Predicting Object Bounding Boxes and Road Map Layouts in a Traffic Environment
Published:
Summary
In today’s everchanging technological eras, one of the most exciting and hotly-debated advancements is that of self-driving cars. While the realization of such a futuristic piece of technology requires the coordination of many talents, from engineers to software developers to computer vision experts, the fundamental first step, as with any problem, is how best to represent the world around you. In this paper, we apply a pre-processing step of stitching together six 360 degree images into a single representation, then apply the YOLOv3 architecture for the task of object detection of nearby cars, trucks, and other vehicles. Our architecture transforms this into the two-dimensional road map representation, wherein additional autonomous decision-making would be applied to determine what best action the vehicle should take. For the road map prediction task, our model develops an average representation methodology based on labeled road images from the given dataset.
Report can be found here, slides here and relevant code can be found in this GitHub repo.
Data and Methods
The data used for this project consists of labeled and unlabeled scenes taken from a moving car. The data is organized into three levels: scene, sample, and image. A scene comprises 25 seconds of a car’s journey. Within each scene, a sample is a snapshot of the scene occurring at every 0.2 seconds. Each sample contains six images, taken with cameras pointing 60 degrees apart in order to create a complete 360 degree sample of what is going around the car. Each scene contains 126 samples, each with 6 images. The unlabeled dataset consists of 106 scenes while the labeled dataset contains 28 scenes, indicating a semi-supervised analysis. Additionally, there is extra information present for each sample, describing the current state of the car (stopped, lane change, turn, etc), that can be used to further enhance the model with particular specifications.
We considered different representations, including passing each image separately, a flat left-to-right (256x306*6) stitching, and flipping the back three images upside-down and placing them underneath the front three images. However, these representations were not the correct way to represent the image we were concerned with outputting. We believed that if our inputs could as closely as possible resemble a two-dimensional top-down representation, that would work the best in predicting the bounding boxes. To accomplish this, the sides were combined in the following order right (front back), forward behind, and left (front back). The front images are assembled on the left and the back images on the right. The front images are all rotated 90 degrees counterclockwise while the back images are all rotated 90 degrees clockwise.
We used the YOLOv3 architecture for the bounding box task. It uses a variant of Darknet-53 as its feature extractor and comprises a total of 106 convolutional layers. The object detection is performed at three different scales. For our purposes, these three scales were determined by down-sampling the dimensions of the input image by 32, 16 and 8. Finally, it takes the generated bounding boxes and applies non-maximum suppression to group boxes together. As discussed earlier, the images were stitched together to get the objects as close to their position in a top-down view as possible. The annotations were also transformed to the format expected by the model, i.e. for each box, we passed the coordinates of the center of the box (assuming the bottom left corner to be the origin) and the width and height of the box. We also passed the specific object category to our labels so that our model could learn to identify the type of object in addition to being able to better determine the size of the corresponding bounding box. Currently our model can only draw boxes parallel to the axes and this can be explored as a next step.

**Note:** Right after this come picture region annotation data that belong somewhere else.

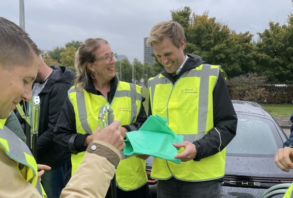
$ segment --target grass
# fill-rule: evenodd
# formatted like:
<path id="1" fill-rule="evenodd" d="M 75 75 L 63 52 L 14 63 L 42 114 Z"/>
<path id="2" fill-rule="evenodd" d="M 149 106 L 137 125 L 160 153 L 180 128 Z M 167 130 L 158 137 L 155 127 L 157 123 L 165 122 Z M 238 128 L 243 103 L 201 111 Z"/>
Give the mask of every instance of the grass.
<path id="1" fill-rule="evenodd" d="M 293 114 L 292 104 L 260 104 L 275 118 L 290 116 Z"/>
<path id="2" fill-rule="evenodd" d="M 142 88 L 142 96 L 145 98 L 143 103 L 146 114 L 149 114 L 149 89 Z M 275 118 L 283 116 L 290 116 L 293 114 L 293 104 L 261 104 L 267 111 Z"/>

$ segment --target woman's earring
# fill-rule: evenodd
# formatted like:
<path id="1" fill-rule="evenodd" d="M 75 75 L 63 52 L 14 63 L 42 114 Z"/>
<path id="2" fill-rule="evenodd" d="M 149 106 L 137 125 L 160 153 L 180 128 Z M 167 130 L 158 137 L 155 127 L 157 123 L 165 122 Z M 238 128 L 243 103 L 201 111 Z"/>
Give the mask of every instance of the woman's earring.
<path id="1" fill-rule="evenodd" d="M 96 77 L 97 77 L 97 72 L 95 71 L 95 72 L 96 72 Z M 92 74 L 91 74 L 91 76 L 92 77 L 92 79 L 95 79 L 96 78 L 94 78 L 94 77 L 93 76 L 93 72 L 92 72 Z"/>

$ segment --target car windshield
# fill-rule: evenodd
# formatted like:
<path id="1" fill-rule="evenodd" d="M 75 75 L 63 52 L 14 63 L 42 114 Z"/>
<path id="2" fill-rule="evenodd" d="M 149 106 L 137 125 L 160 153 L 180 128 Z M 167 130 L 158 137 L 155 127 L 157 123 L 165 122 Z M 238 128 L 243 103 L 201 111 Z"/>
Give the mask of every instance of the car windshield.
<path id="1" fill-rule="evenodd" d="M 227 155 L 274 155 L 282 142 L 273 122 L 257 116 L 238 116 L 236 136 L 227 146 Z"/>

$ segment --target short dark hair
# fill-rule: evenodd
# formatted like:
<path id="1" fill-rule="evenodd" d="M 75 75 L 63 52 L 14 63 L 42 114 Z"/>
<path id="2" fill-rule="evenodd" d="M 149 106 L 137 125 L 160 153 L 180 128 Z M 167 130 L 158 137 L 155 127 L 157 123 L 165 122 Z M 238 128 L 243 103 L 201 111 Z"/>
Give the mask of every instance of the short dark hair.
<path id="1" fill-rule="evenodd" d="M 28 34 L 18 25 L 0 17 L 0 64 L 12 69 L 15 66 L 31 66 L 33 53 L 41 53 Z"/>

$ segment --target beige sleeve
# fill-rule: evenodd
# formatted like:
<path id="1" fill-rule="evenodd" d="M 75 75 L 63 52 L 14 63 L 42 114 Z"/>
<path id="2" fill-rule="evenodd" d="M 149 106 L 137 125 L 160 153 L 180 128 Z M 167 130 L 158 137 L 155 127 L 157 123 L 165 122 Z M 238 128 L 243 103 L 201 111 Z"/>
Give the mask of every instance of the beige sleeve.
<path id="1" fill-rule="evenodd" d="M 0 147 L 0 197 L 42 197 L 37 189 L 28 182 L 12 160 Z"/>
<path id="2" fill-rule="evenodd" d="M 95 141 L 62 191 L 61 197 L 104 197 L 121 155 L 113 146 Z"/>

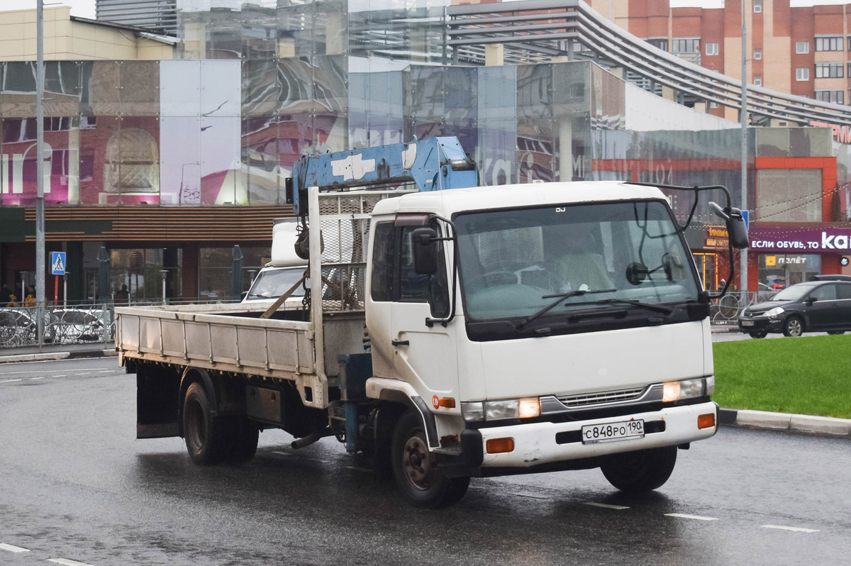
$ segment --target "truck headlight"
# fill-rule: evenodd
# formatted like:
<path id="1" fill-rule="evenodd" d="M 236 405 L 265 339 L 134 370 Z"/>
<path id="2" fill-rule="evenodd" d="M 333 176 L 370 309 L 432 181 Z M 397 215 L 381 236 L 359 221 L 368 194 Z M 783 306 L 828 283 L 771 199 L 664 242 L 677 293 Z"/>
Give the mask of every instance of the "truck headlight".
<path id="1" fill-rule="evenodd" d="M 540 401 L 536 397 L 500 401 L 462 403 L 461 414 L 467 421 L 533 419 L 540 416 Z"/>
<path id="2" fill-rule="evenodd" d="M 712 378 L 712 388 L 715 388 L 715 378 Z M 665 381 L 662 384 L 662 402 L 694 399 L 703 397 L 705 391 L 706 380 L 702 377 L 682 381 Z"/>

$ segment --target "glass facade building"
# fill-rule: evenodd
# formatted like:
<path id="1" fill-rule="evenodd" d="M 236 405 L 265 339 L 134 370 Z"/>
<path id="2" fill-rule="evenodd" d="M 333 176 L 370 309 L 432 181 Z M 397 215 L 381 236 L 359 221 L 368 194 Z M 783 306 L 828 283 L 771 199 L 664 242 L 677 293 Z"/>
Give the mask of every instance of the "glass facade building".
<path id="1" fill-rule="evenodd" d="M 268 256 L 271 220 L 291 214 L 284 179 L 300 156 L 414 136 L 457 136 L 482 185 L 721 184 L 739 203 L 738 123 L 587 60 L 465 65 L 448 47 L 445 8 L 423 0 L 179 0 L 182 60 L 49 61 L 48 249 L 67 249 L 69 269 L 83 276 L 69 295 L 100 294 L 100 246 L 113 252 L 125 282 L 140 254 L 145 270 L 169 270 L 170 296 L 228 295 L 231 246 L 256 258 L 243 268 Z M 9 282 L 34 270 L 35 115 L 35 64 L 3 63 L 0 276 Z M 818 136 L 795 135 L 787 153 L 823 154 Z M 782 144 L 752 132 L 748 143 L 752 208 L 759 156 Z M 789 190 L 821 186 L 802 180 L 803 188 Z M 684 220 L 688 193 L 671 192 L 671 199 Z M 815 209 L 784 220 L 809 220 Z M 707 236 L 716 220 L 705 205 L 695 220 L 689 242 L 714 256 L 704 269 L 710 284 L 726 244 Z M 113 278 L 117 285 L 121 277 Z M 137 289 L 146 298 L 158 288 Z"/>

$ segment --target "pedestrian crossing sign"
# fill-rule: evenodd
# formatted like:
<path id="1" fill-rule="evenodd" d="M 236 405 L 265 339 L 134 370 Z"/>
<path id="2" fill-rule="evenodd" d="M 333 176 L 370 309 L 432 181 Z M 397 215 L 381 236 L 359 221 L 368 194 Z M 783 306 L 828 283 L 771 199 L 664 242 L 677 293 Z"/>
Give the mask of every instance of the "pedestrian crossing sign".
<path id="1" fill-rule="evenodd" d="M 50 252 L 50 273 L 65 275 L 65 252 Z"/>

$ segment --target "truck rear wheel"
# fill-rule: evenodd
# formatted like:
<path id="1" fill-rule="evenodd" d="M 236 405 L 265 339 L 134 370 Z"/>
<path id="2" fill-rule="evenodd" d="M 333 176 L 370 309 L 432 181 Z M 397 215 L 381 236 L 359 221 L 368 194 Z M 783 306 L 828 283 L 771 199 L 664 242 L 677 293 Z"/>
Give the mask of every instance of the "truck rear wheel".
<path id="1" fill-rule="evenodd" d="M 436 509 L 457 503 L 467 492 L 469 477 L 447 477 L 428 449 L 420 415 L 408 412 L 393 431 L 391 463 L 403 495 L 416 507 Z"/>
<path id="2" fill-rule="evenodd" d="M 677 447 L 667 446 L 612 455 L 600 470 L 615 488 L 634 493 L 661 487 L 671 477 L 676 463 Z"/>
<path id="3" fill-rule="evenodd" d="M 192 461 L 200 466 L 221 463 L 228 455 L 227 427 L 221 419 L 213 416 L 203 385 L 192 383 L 183 401 L 183 436 Z"/>

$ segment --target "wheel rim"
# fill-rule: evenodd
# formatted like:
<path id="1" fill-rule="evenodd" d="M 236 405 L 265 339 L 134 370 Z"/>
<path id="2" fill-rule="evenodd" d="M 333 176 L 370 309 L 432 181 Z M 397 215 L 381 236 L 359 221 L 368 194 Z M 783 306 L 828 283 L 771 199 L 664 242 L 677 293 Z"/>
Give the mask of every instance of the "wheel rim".
<path id="1" fill-rule="evenodd" d="M 412 435 L 402 452 L 402 466 L 405 477 L 417 489 L 428 489 L 434 483 L 434 466 L 431 453 L 426 445 L 421 431 Z"/>
<path id="2" fill-rule="evenodd" d="M 207 441 L 207 423 L 201 403 L 192 400 L 186 408 L 186 439 L 196 452 L 203 448 Z"/>

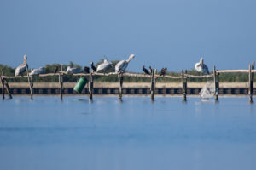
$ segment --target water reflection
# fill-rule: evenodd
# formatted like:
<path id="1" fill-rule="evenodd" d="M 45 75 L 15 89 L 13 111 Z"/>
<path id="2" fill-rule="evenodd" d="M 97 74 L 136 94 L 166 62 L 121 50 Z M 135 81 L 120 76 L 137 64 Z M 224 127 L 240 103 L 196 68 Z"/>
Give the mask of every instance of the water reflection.
<path id="1" fill-rule="evenodd" d="M 154 99 L 0 101 L 0 169 L 256 168 L 255 106 L 247 98 Z"/>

Given the imbalance of data between labeled and unlabeled scenes (28 to 106), there will be an added benefit of using the stitched representations of the input images. Despite this, the overall reliability of these stitched images in terms of two-dimensional top-down roads is not very representative of the output we are aimed at predicting. For this reason, our model considers only the labeled road images. This allowed us to experiment with different techniques and we ended up returning the average road layout of the entire labeled dataset. This value was thresholded at 0.5 in order to create a binary road layout.
For both tasks, threat score (ts) is the chosen evaluation metric. In the binary road map task, the model is evaluated on average threat score (ts) as defined below:
\[TS = \frac{TP}{TP+FP+FN}\]Evaluating on the test set, our model obtained threat scores of 0.001 on the bounding box task and 0.68 on the road map task. For the bounding box, the model is evaluated across a range of thresholds (0.5, 0.6, 0.7, 0.8, 0.9). The metric is calculated as the weighted average over the union of the five thresholds. Models perform better given more time to train.